Charles River Analytics secures IARPA contract
Phishing emails use social engineering to exploit human vulnerabilities and execute large-scale attacks through a single weak link. Researchers at Charles River Analytics are turning the tables, using similar principles against attackers, the company announced November 12.
Most cybersecurity methods involve analyzing tools and methods and fortifying existing defenses. While these techniques have their merits, they miss accounting for perhaps the weakest link in the equation: the constraints on the human adversary.

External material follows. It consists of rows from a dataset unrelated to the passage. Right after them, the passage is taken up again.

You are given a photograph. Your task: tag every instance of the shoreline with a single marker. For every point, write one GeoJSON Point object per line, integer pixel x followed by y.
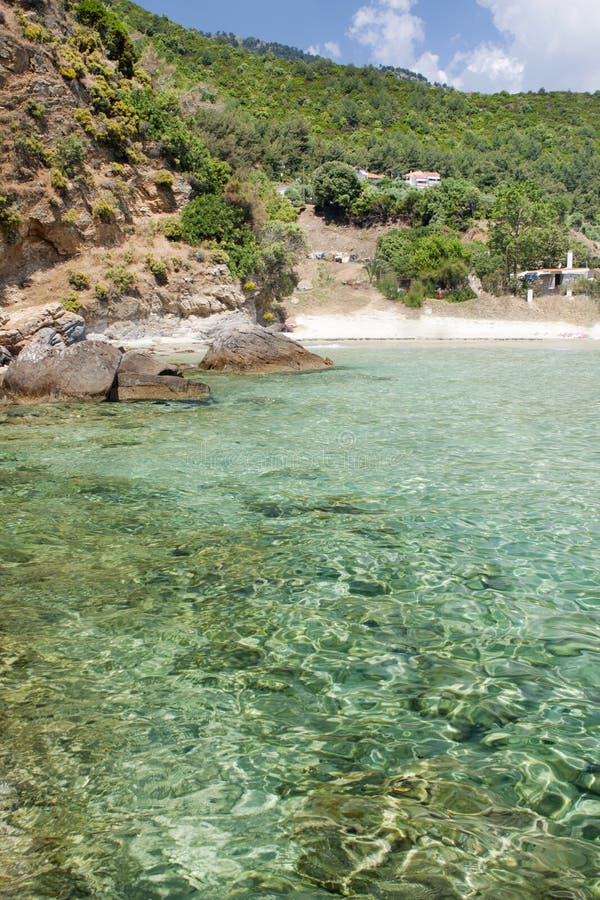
{"type": "Point", "coordinates": [375, 328]}
{"type": "Point", "coordinates": [376, 325]}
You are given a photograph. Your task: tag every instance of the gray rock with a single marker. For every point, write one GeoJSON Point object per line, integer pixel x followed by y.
{"type": "Point", "coordinates": [22, 326]}
{"type": "Point", "coordinates": [84, 371]}
{"type": "Point", "coordinates": [136, 362]}
{"type": "Point", "coordinates": [254, 349]}
{"type": "Point", "coordinates": [131, 386]}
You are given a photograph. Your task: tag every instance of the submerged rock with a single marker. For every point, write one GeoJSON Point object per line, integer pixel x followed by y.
{"type": "Point", "coordinates": [138, 362]}
{"type": "Point", "coordinates": [254, 349]}
{"type": "Point", "coordinates": [158, 387]}
{"type": "Point", "coordinates": [94, 370]}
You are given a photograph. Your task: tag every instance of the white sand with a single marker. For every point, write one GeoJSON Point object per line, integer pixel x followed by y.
{"type": "Point", "coordinates": [392, 326]}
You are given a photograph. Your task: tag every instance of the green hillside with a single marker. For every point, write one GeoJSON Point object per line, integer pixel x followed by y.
{"type": "Point", "coordinates": [293, 114]}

To address this shortcoming, Charles River Analytics is developing a multi-faceted approach that focuses on human behavior. The tool, Context-driven Interventions through Reasoning about Cyberpsychology Exploitation (CIRCE), is being fueled by a contract from the Intelligence Advanced Research Projects Activity (IARPA). The project is part of IARPA’s ReSCIND program, which aims to develop a new set of cyberpsychology-informed defenses that “leverage attacker’s human limitations, such as innate decision-making biases and cognitive vulnerabilities.”
Today, cyber defenses try to understand what kinds of tools adversaries are using. Considerable effort is spent assessing whether an adversary is on a network and, if so, how they got on. But there’s very little work focused on exploiting the human executing the attack.

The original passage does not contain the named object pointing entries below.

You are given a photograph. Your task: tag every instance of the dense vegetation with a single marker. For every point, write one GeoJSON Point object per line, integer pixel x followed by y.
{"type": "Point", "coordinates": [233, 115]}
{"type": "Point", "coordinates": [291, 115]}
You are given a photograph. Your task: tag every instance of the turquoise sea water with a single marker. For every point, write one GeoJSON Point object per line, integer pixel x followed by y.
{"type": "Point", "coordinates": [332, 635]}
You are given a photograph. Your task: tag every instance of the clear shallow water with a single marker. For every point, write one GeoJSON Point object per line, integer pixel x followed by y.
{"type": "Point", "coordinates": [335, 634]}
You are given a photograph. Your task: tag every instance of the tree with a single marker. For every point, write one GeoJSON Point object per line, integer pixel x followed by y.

“Focusing on exploiting human vulnerabilities makes sense,” said Sean Guarino, principal scientist at Charles River Analytics and principal investigator on CIRCE. “Although we live in a time where cyber offense technologies evolve at lightning speed, humans have cognitive constraints that are difficult to overcome. Therefore, defenses that target the human attackers remain relevant for longer periods of time,” Guarino said.
CIRCE relies on the principle of oppositional human factors (OHF), which pinpoints the constraints that attackers face when they’re executing their jobs and makes them worse. The theory is that by degrading the experience, you frustrate the attacker into not executing the job. Dr. Spencer Lynn, senior scientist at Charles River and modeling lead on CIRCE, explained, “When an attacker lands on a network, they have many choices available. We want to be able to steer those choices unbeknownst to them, so that they’re wasting time on the attack.”

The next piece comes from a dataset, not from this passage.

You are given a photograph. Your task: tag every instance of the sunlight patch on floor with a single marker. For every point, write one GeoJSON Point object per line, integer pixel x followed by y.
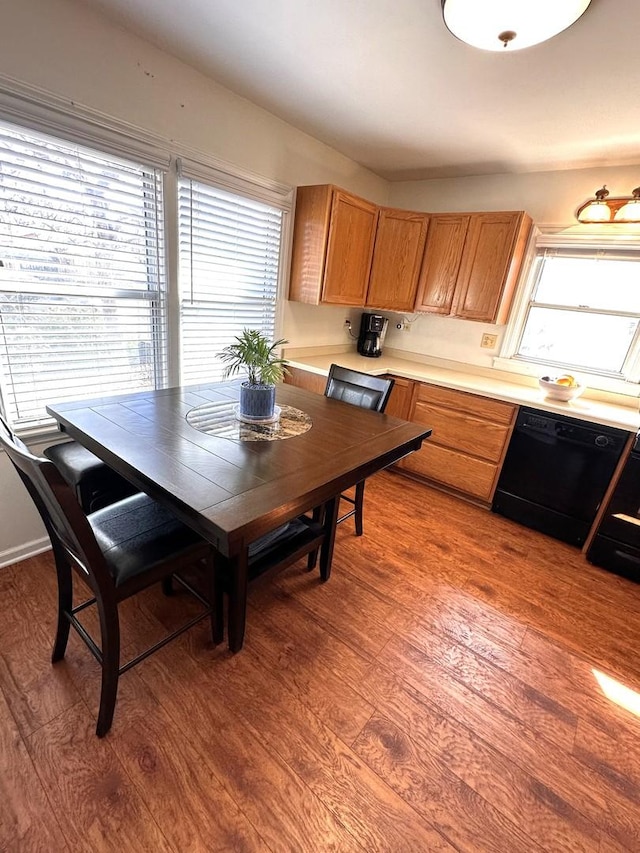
{"type": "Point", "coordinates": [620, 694]}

Part of the strategy involves misleading human attackers to believe something about the attack surface or defenses that’s not true. For example, if the name of an entry port signals administrative authority, attackers might target it selectively to gain network access, and once they do so, their behavior can be steered in specific ways.
CIRCE is in Phase 1 of the research to explore the possibilities of such OHF-driven manipulation. It focuses on characterizing and experimentally validating attacker cognitive vulnerabilities. If the approach works, “there is a strong commercialization opportunity to develop these into tools that can be inserted into a wide range of different defensive environments,” Guarino says.
CIRCE is a psychology-based method that holds plenty of promise, Guarino said. “Keeping up with technology can be a losing battle because cyber threats move so fast. The human in the attack is the most exploitable point in the attack chain. If we can define good ways to exploit human vulnerabilities, these methods will provide much more effective cyber defense for the long term,” he added.